12 janvier > Essai France > Maxime Decout

Les questions abordées dans cet essai sont au cœur même de la littérature, de la création littéraire. Elles nous renvoient aussi à l’actualité au travers des récurrentes affaires de plagiat. Il s’agit de l’imitation. Maxime Decout (université Lille-3 Charles-de-Gaulle) ne traite pas uniquement de l’imitation, mais de la peur qu’elle engendre chez les écrivains. Cette angoisse mimétique est au centre de la démarche littéraire qui voudrait n’obéir qu’à la seule injonction de l’originalité. Mais comment créer sans se nourrir de ses lectures ? Dire n’est-il pas redire ? Auteur d’un précédent essai sur la mauvaise foi dans les lettres (Minuit, 2015), Maxime Decout évoque avec justesse "le problème du degré de conscience de la littérature devant ce qu’elle est souvent (une pratique mimétique) et devant ce qu’elle voudrait être (une originalité sans précédent)".

Devant le fait qu’il ne peut être toujours en "Rimbaldie", le pays du génie, de la "nouveauté sans exemple", l’auteur compose. Flaubert, Stendhal, Proust, Malcom Lowry, Sartre, Aragon, Valéry, Perec et tant d’autres ont écrit à l’ombre des autres. Lautréamont lui-même, météore de la singularité, a mis ses pas dans les traces d’autrui pour mieux les piétiner.

Avec une belle énergie et le sens de la formule, Maxime Decout reprend le dossier à son origine, en se focalisant sur le domaine français. Il explique que la peur de réécrire les autres, de plagier malgré soi, est assez récente. De la Renaissance au XVIIe siècle, on imitait sans vergogne. Montaigne ne s’en cachait guère tout en affirmant son style. "Qu’on voie, en ce que j’emprunte, si j’ai su choisir de quoi rehausser mon propos." Avec les Lumières, la Révolution et l’apparition du droit d’auteur, les choses ont changé. Le mimétisme littéraire fit craindre pour l’originalité. Proust aborda le problème en commençant par le pastiche, en traitant le mal par le mal, avant de tracer sa route. D’autres choisirent des écritures blanches comme Camus ou Modiano. Maxime Decout donne de nombreux exemples de cette crainte dans ce "voyage où les mots ne sont plus à personne, où les plumes s’échangent, se prêtent, où on les accapare et se les approprie".

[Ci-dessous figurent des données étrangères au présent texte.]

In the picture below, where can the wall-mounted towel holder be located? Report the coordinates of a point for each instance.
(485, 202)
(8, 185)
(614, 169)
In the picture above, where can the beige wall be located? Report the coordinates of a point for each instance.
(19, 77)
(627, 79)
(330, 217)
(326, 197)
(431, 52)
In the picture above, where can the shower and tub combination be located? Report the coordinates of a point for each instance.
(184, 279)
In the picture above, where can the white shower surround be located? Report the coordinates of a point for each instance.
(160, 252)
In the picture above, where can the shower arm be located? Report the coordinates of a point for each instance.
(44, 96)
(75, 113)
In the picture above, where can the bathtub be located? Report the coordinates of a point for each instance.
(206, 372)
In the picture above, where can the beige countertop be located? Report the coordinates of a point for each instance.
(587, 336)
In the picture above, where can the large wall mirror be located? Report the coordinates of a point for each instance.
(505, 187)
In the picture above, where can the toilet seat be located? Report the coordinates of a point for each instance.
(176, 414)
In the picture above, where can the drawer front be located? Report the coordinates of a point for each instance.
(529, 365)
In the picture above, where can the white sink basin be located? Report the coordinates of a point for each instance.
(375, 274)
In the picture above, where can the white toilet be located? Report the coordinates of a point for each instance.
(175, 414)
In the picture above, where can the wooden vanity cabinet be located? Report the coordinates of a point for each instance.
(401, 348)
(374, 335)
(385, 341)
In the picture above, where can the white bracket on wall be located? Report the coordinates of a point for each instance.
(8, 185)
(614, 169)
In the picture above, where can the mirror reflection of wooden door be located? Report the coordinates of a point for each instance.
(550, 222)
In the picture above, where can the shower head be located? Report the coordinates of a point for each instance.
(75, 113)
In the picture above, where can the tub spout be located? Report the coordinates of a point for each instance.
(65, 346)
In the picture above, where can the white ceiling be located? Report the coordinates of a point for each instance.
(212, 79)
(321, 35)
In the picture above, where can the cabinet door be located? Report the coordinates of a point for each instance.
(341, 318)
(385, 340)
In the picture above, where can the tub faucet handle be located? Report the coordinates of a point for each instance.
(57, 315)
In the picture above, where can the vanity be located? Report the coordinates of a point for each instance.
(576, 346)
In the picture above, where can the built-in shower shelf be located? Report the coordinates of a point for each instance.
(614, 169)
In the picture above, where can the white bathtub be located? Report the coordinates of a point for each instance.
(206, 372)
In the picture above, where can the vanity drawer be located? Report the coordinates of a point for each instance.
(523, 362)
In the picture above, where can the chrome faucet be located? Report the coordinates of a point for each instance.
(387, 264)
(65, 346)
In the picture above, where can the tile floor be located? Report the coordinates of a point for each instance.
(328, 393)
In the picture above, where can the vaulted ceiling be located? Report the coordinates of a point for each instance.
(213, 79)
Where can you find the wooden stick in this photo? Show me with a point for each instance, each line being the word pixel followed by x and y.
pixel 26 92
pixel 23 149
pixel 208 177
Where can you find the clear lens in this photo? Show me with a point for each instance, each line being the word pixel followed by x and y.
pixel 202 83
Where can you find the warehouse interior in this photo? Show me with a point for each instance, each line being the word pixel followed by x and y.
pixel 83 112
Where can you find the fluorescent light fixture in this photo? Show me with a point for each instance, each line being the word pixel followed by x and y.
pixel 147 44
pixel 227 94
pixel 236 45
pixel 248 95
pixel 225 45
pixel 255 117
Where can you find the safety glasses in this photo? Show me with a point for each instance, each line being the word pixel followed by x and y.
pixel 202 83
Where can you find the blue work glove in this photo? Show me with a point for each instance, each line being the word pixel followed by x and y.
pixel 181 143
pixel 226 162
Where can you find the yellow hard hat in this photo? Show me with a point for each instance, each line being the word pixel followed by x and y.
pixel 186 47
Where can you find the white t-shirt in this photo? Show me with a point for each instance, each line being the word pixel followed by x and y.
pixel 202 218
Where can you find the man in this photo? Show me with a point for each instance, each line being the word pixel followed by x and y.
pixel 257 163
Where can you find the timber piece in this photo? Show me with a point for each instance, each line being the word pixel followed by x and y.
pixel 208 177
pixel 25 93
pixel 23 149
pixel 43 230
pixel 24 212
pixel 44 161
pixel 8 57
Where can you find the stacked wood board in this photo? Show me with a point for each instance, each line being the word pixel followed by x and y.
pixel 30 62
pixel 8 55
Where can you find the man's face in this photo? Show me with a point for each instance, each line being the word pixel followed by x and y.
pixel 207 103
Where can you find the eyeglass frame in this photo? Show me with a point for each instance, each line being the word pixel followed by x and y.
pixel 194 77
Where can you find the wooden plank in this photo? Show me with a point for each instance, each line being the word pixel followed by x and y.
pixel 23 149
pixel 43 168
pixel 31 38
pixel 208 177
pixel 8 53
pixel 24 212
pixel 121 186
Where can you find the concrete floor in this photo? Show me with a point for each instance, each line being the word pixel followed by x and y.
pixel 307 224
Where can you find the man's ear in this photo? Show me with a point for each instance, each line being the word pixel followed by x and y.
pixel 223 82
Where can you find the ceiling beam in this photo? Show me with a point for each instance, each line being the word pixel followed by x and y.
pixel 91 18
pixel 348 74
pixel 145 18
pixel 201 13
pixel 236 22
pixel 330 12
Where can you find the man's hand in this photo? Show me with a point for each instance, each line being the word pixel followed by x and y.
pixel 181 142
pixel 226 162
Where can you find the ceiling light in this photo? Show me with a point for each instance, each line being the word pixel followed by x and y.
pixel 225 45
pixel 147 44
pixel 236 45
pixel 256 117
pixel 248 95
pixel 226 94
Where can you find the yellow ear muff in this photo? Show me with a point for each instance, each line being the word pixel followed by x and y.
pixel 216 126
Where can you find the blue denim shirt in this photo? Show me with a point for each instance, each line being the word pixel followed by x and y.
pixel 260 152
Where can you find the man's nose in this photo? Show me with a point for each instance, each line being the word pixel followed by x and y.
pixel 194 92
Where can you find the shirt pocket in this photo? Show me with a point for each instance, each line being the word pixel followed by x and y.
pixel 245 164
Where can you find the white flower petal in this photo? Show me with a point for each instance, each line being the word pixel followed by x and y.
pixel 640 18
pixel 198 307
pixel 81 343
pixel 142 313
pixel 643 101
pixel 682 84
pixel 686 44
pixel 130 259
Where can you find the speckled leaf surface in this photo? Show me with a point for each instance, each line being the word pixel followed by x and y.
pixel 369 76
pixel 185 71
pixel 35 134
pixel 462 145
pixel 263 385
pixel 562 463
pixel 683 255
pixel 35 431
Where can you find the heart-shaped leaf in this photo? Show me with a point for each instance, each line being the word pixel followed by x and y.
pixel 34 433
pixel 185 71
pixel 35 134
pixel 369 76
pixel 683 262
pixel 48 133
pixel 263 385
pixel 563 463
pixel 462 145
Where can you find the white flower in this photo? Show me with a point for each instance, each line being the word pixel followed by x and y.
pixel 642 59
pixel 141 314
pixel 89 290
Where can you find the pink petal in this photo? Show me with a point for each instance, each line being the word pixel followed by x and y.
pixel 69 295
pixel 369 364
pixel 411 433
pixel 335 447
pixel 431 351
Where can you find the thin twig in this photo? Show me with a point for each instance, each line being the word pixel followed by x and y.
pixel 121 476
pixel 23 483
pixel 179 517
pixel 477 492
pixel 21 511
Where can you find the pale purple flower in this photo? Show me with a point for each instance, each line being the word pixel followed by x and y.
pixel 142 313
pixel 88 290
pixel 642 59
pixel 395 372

Cette peur de réécrire les autres ne justifie en aucun cas le plagiat. "Car l’imitation, contrairement au plagiat, n’est pas un cas de conscience. Elle est un phénomène de la conscience." Tout écrivain se nourrit de ses lectures, de même que tout musicien entend ses prédécesseurs. La musique des mots flotte forcément dans son esprit lorsqu’il écrit. Mais c’est en imitant tout en se défiant de cette imitation que l’auteur offre ce qui lui est propre. L’imitation est un passager clandestin et tous les auteurs n’ont pas à son égard le même rapport, souligne Maxime Decout. Il distingue l’érudit, le pédant, le copiste, le faussaire ou le plagiaire. Mais celui qui prétend n’avoir jamais cédé "à l’alcool capiteux et affolant de l’imitation", à ruser avec elle, à se faire des frissons mimétiques pour naître soi-même au contact des autres, celui-là n’est pas écrivain. L. L.